When a remote user attempts to GET the partial collection url , this request must be signed with HTTP signatures. Example:

GET https://social.sitedethib.com/users/Thib/followers_synchronization
Signature: ... # a signature from an account on mastodon.social
{
  "@context": "https://www.w3.org/ns/activitystreams",
  "id": "https://social.sitedethib.com/users/Thib/followers?domain=mastodon.social",
  "type": "OrderedCollection",
  "orderedItems": [
    "https://mastodon.social/users/Gargron"
  ]
}

I couldn’t find the place where Collections and their pages were constructed in the Mastodon codebase (Ruby is not my forte), though the ActivityPub-related code seems to be located in app/serializers/activitypub/ and app/services/activitypub, and tested in spec/services/activitypub. I couldn’t see a mention of activitypub in their Gemfile, either.

Pleroma

I couldn’t find any docs detailing Pleroma’s implementation of ActivityPub, though by looking at their code it looks as though they define the next page of a paginated collection by incrementing the index of the current page:

Map.put(map, "next", "#{iri}?page=#{page + 1}")

PeerTube

PeerTube is much the same as Pleroma, in that their docs don’t seem to include specifics about how they handle CollectionPages, and their code simply increments a page index:

next = baseUrl + '?page=' + (page + 1)

The rest of that function fetches the page based purely on the index, meaning that it likely falls prey to the duplicate-item issue laid out above.

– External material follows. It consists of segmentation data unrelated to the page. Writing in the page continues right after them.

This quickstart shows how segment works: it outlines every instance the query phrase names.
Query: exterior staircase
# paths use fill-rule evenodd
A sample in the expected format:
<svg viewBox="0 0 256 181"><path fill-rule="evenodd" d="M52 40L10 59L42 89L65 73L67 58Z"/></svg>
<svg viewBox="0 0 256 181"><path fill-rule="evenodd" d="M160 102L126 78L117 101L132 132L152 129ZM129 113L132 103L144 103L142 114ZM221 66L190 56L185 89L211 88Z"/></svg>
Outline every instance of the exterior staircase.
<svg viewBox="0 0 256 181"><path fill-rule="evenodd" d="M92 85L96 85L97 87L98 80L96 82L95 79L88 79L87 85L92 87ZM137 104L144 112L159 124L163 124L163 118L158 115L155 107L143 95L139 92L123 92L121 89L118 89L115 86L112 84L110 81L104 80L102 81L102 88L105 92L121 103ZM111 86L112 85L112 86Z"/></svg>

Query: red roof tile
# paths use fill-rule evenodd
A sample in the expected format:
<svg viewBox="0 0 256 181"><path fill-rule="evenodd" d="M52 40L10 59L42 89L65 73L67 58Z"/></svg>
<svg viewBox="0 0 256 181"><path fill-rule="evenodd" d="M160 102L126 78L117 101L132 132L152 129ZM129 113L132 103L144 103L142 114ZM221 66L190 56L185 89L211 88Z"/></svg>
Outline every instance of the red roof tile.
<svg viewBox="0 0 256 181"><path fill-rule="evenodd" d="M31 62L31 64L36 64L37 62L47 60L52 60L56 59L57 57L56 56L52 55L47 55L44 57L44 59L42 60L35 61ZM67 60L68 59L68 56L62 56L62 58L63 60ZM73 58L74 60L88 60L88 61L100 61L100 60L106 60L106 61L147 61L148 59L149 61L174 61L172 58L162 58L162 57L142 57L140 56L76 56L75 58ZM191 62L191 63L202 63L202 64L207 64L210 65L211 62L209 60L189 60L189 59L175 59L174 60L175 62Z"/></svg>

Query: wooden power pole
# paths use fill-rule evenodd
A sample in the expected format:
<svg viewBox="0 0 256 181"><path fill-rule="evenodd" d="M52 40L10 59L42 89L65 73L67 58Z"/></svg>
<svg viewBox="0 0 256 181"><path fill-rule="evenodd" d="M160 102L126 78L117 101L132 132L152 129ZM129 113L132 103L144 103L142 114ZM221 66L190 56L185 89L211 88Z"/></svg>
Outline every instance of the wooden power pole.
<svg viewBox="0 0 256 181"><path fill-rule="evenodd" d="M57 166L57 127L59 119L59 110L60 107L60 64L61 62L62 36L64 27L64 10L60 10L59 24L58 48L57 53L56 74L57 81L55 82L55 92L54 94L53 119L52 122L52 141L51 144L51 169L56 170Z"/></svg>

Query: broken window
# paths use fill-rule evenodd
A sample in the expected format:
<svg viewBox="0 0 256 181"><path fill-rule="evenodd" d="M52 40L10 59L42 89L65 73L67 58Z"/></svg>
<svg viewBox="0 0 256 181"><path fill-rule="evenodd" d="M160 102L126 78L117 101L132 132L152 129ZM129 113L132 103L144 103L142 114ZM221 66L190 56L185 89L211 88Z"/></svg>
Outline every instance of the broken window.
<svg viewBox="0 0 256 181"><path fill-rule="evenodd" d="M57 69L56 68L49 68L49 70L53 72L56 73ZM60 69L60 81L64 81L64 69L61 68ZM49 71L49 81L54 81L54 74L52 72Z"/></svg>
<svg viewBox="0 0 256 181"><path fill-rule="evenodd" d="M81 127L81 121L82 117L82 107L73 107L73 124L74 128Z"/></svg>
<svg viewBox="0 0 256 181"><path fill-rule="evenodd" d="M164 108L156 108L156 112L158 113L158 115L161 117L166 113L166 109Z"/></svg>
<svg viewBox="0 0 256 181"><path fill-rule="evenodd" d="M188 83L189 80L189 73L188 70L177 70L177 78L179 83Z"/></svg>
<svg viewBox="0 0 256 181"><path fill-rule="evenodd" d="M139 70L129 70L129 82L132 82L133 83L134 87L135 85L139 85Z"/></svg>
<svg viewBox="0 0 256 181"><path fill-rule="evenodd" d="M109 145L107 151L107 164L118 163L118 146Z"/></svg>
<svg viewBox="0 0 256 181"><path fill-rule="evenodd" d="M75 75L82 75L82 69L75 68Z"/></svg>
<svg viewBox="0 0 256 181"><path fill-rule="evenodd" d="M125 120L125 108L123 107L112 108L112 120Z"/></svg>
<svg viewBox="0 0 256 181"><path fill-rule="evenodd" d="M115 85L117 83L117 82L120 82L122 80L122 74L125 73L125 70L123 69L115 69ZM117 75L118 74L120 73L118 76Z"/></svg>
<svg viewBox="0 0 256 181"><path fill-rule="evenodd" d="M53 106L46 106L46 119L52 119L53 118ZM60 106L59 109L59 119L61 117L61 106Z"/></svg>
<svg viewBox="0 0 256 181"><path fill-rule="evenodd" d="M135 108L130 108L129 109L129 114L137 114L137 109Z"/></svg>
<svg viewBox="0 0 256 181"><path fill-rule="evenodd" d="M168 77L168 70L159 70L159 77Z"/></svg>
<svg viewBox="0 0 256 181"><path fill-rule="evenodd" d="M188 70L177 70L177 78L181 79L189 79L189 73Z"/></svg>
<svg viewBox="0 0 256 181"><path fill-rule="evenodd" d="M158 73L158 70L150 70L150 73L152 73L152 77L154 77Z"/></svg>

Possible Solutions to the Possible Issue

I’ve also had a little think about ways to avoid this problem on the server side of things:

  • Have page indices count in the opposite collection, where page 0 contains the oldest items in the Collection (and is therefore the Collection's last page). The first page’s index can be calculated based on the total number of items in the Collection. This has the issue of making database queries trickier in some setups.
  • Base the index of the next page on the timestamp of the oldest item in the current page. This way, the contents of the page can be calculated as the X most recent items older than the page’s index.
  • Have pages’ contents be based on a fixed time span. This way, items are never “pushed” out of a page, but there may be many empty pages, and in the opposite case could be an opening for a DoS attack (by piling a bunch of items into a short time span).

Again, I’d love to hear what others have to say on the issue. For now, I’ll likely make an implementation similar to those I looked at for this post, and make a more watertight solution once I have things operational on a basic level.